Simple first-aid lessons in a child’s language can be a good reminder to parents, too, Chmura said.

In addition to the mini medical training, two veteran Alpena Search and Rescue Team canines were on hand Saturday to meet youngsters: Kaiser, a German shepherd who recently underwent double hip replacement and is now back to work, heading to the Detroit area Sunday to help with a recovery effort; and Finley, who helped search for a missing 4-year-old in Alpena Wednesday.

SAR deputy director Chris Moe-Herlick explained the hug-a-tree technique to youngsters, telling them to wrap their arms around a trunk, if they are ever lost, and to wait for her and her dogs to come find them.

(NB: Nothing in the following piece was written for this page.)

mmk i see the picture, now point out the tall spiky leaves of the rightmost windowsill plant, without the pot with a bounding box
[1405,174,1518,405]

Firefighters, paramedics, and police officers also shook small hands and let children take a peek inside emergency vehicles. Exposure to rescue personnel, organizers hope, will help children be less afraid if ever they are in need of emergency assistance.

Northern Michigan has a lot of wilderness and water, Chmura said, raising the chances that a child will become lost or stuck and need help. When a child in danger hears a bark or a siren coming, “they need to know that that’s help coming, and they’re not going to hurt them,” Chmura said.

The simplified medical training, too, helps ease children’s fear, breaking down a potentially overwhelming doctor or emergency room visit into something to which a child can relate. Performing first aid on something they treasure helps children understand, when they themselves need treatment, that a doctor or nurse is helping them, Chmura said, just like they helped their bear.

“It just helps provide that education on a simple level,” Chmura said. “We’re just helping to take away their fear a little bit.”